# torrenting makes bind angry

## poly_poly-man

I (and my network) get DNS from bind running on my local machine. Pretty standard setup, except for a lan zone (well two - one for backwards, one for forwards). I've never had trouble before, even during torrents (like, a torrent on saturday was fine, but this one is not.)

the only thing I've changed (my nightly update scripts are held up at some bluez blocks - I've been too lazy to fix) is my kernel version - was on 2.6.28, now on 2.6.30_rc7.

the errors in /var/log/messages are all about EDNS - either "success resolving... after disabling EDNS" or "success resolving... after reducing the advertised EDNS UDP packet size to 512 octets" - also some connection refuseds from named (and a ton of could not resolves from other programs).

A few resolutions succeeded, but slowly when I had the torrent running - I'm stopping it until I can figure this out.

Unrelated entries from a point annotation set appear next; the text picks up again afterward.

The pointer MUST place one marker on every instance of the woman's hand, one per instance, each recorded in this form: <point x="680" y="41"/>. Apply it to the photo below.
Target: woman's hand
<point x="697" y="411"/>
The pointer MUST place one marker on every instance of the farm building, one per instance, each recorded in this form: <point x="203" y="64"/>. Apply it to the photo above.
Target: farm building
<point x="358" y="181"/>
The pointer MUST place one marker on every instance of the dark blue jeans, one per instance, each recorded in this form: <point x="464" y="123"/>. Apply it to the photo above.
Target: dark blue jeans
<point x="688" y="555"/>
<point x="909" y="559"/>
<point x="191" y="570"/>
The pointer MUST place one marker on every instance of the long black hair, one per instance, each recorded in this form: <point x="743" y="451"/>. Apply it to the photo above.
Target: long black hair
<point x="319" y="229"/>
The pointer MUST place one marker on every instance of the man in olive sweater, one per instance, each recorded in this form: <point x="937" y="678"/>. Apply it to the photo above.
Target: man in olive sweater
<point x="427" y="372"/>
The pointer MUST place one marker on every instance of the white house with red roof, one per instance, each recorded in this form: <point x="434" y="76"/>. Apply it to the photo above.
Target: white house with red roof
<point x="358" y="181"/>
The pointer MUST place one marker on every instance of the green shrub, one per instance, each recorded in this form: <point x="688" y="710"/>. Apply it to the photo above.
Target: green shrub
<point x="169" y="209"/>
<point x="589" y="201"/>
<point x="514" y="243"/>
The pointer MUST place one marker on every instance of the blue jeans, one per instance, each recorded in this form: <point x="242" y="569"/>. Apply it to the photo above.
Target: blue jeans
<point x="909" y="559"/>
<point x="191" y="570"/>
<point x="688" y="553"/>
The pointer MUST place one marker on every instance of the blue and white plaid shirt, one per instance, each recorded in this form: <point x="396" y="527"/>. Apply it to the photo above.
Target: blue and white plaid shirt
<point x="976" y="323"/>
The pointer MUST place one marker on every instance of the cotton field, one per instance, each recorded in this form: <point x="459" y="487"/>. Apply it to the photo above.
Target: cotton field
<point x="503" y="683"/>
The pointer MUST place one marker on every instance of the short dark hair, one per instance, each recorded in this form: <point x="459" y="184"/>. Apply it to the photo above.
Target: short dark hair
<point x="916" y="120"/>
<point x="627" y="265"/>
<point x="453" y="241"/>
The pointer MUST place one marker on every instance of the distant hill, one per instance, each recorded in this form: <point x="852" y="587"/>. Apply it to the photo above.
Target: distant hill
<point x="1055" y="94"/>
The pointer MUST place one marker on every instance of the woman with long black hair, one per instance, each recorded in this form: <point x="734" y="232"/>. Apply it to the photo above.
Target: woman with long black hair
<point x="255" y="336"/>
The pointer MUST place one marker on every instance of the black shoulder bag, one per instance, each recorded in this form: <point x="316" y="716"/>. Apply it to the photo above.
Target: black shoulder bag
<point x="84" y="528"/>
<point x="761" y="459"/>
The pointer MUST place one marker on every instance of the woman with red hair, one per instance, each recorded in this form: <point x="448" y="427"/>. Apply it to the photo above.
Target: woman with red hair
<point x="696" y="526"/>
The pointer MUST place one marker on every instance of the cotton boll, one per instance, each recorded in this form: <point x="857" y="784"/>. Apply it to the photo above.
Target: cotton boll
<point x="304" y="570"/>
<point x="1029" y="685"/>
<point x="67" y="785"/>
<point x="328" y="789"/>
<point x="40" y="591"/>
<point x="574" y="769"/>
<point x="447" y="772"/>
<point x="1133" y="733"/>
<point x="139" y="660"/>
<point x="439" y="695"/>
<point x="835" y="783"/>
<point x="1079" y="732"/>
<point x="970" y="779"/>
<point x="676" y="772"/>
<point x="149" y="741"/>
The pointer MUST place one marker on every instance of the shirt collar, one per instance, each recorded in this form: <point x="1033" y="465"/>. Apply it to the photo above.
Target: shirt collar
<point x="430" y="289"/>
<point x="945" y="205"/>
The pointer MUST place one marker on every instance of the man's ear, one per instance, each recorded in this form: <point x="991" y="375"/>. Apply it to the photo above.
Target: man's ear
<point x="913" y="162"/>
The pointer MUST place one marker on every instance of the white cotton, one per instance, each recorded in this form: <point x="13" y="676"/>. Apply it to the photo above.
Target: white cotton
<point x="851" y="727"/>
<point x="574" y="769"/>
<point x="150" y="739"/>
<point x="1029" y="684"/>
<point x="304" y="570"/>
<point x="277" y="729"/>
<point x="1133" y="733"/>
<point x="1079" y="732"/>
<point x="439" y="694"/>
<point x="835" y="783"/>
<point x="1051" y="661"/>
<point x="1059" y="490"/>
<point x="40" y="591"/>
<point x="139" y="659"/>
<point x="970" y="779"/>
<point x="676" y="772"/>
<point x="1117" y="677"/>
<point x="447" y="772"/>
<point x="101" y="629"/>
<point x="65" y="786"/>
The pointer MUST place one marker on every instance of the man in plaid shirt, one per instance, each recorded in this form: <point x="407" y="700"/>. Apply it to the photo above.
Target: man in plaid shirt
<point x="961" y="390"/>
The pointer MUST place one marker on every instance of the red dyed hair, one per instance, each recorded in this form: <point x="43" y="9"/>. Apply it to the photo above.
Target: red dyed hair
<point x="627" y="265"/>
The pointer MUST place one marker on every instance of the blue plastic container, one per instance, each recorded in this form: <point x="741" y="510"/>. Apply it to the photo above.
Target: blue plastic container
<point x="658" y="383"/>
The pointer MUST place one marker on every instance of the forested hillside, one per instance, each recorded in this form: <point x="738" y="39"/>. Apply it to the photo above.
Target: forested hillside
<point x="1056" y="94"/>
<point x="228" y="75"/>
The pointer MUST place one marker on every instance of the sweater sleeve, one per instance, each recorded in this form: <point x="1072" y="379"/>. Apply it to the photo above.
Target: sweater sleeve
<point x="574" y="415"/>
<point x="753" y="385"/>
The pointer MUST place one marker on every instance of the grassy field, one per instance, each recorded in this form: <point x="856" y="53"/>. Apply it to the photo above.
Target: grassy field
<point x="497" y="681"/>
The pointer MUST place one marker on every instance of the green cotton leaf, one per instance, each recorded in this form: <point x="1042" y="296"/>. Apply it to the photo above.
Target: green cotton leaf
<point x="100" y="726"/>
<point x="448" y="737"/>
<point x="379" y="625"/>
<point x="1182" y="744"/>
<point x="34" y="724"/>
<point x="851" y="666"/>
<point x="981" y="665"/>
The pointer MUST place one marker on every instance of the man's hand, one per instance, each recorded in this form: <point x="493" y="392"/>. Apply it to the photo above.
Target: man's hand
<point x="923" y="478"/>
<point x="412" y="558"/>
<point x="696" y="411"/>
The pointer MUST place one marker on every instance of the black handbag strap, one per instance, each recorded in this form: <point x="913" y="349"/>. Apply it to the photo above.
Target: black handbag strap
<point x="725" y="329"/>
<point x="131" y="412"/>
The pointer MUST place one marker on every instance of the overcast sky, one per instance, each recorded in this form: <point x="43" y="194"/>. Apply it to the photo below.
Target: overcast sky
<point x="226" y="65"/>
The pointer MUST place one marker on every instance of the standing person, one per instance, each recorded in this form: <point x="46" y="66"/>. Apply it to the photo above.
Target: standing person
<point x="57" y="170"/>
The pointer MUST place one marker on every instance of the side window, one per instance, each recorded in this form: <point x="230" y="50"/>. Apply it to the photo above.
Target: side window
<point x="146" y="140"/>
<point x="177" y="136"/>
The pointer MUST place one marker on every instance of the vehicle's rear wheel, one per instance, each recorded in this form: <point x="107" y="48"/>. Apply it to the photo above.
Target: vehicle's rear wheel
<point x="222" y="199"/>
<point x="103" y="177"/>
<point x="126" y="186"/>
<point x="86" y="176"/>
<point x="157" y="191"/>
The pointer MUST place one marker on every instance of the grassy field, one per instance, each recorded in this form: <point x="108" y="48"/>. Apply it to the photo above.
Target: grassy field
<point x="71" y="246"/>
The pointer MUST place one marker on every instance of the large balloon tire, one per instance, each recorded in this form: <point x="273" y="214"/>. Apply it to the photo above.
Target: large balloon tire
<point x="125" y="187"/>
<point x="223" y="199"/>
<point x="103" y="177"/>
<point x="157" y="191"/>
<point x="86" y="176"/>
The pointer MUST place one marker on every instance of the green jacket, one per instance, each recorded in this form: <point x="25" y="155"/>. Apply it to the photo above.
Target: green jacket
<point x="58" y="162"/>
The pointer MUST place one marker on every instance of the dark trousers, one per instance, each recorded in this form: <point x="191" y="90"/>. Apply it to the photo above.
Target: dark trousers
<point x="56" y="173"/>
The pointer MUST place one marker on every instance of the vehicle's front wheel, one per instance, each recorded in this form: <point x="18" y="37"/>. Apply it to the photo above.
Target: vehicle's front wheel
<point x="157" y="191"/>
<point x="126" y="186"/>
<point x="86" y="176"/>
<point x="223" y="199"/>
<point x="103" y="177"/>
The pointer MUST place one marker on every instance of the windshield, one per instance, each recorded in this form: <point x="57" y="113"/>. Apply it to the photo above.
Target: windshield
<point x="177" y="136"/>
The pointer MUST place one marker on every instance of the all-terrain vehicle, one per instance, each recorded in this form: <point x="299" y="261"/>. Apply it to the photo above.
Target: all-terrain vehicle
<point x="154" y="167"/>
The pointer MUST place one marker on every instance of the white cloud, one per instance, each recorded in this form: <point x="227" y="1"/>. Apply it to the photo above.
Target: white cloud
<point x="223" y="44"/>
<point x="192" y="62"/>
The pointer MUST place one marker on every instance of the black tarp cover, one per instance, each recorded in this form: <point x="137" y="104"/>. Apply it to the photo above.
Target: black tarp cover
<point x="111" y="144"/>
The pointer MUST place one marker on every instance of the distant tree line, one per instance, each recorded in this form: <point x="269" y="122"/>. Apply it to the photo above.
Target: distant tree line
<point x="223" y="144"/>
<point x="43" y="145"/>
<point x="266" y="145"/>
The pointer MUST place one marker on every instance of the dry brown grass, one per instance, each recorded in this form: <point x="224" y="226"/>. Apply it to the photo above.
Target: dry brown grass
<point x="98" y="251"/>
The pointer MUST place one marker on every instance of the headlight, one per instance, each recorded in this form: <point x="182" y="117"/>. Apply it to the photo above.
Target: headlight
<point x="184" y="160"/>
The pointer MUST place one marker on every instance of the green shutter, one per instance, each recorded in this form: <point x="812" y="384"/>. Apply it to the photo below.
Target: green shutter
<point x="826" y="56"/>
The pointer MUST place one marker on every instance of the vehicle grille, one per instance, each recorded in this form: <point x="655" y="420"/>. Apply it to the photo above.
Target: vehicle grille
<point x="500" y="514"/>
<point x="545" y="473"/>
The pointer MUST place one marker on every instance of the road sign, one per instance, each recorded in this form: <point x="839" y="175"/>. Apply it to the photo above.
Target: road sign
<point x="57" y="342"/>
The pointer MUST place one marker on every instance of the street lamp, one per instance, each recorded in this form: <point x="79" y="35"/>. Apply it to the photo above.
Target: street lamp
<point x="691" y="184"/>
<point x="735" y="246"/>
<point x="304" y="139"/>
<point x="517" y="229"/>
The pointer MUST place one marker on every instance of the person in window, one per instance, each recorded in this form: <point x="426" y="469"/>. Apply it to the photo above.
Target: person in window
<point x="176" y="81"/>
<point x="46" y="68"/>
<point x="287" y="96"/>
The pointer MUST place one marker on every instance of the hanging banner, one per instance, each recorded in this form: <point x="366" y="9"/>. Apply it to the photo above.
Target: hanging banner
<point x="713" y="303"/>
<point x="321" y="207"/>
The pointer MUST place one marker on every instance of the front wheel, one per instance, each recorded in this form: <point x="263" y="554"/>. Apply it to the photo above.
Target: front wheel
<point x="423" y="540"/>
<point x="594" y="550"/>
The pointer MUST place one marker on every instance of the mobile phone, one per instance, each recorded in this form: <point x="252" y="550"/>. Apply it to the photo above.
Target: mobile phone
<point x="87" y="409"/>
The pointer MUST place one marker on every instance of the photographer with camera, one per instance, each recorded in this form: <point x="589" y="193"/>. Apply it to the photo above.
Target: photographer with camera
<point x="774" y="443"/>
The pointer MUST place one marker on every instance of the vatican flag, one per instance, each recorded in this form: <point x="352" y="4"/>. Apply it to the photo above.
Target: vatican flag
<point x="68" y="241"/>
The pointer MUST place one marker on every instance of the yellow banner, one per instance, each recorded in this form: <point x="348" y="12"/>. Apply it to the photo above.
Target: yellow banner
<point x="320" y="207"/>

Also, on a slightly unrelated note, does bind cache stuff that you've resolved in the past, but aren't actively resolving? I occasionally see some messages for sites like x86-64.org and georgeprowse.co.uk - I'm the only one here who would look at them, and I haven't looked at them in quite a while.

----------

## szczerb

Do you by ane chance use wifi? I noticed not long ago (probably with one of the first .30 rcs) that when I have a lot of connections over my wifi interface it gets ridicilously slow - like giving pushing a movie over samba can't get faster then 30KB/s or something like that - even though all those connections generated not more that 1Mb/s of data.

----------

## poly_poly-man

 *szczerb wrote:*   

> Do you by ane chance use wifi? I noticed not long ago (probably with one of the first .30 rcs) that when I have a lot of connections over my wifi interface it gets ridicilously slow - like giving pushing a movie over samba can't get faster then 30KB/s or something like that - even though all those connections generated not more that 1Mb/s of data.

 I use wifi, but not at the computer (an openwrt router takes care of that for me).

...but come to think of it, I skipped over 2.6.29, which apparently introduced some issues with forcedeth, which I do have.

could that be it?

----------

## szczerb

Might - never used it. Try stuffing an old 3com or something reliable with old drivers into that box and check if it makes any difference - unless of course it's a laptop...

----------

## poly_poly-man

 *szczerb wrote:*   

> Might - never used it. Try stuffing an old 3com or something reliable with old drivers into that box and check if it makes any difference - unless of course it's a laptop...

 ...or it's a desktop with a video card that takes up the pci-express x16 slot and the two slots below it - both pci. And I don't have a pci-express x1 card to test.

----------

## szczerb

That's why I keep my old GF6600 lying around ;]

----------

## pigeon768

 *poly_poly-man wrote:*   

> a video card that takes up the pci-express x16 slot and the two slots below it - both pci.

  Your video card takes up 3 slots? D: Is it a custom heatsink or some crap?

----------

## poly_poly-man

 *pigeon768 wrote:*   

>  *poly_poly-man wrote:*   a video card that takes up the pci-express x16 slot and the two slots below it - both pci.  Your video card takes up 3 slots? D: Is it a custom heatsink or some crap?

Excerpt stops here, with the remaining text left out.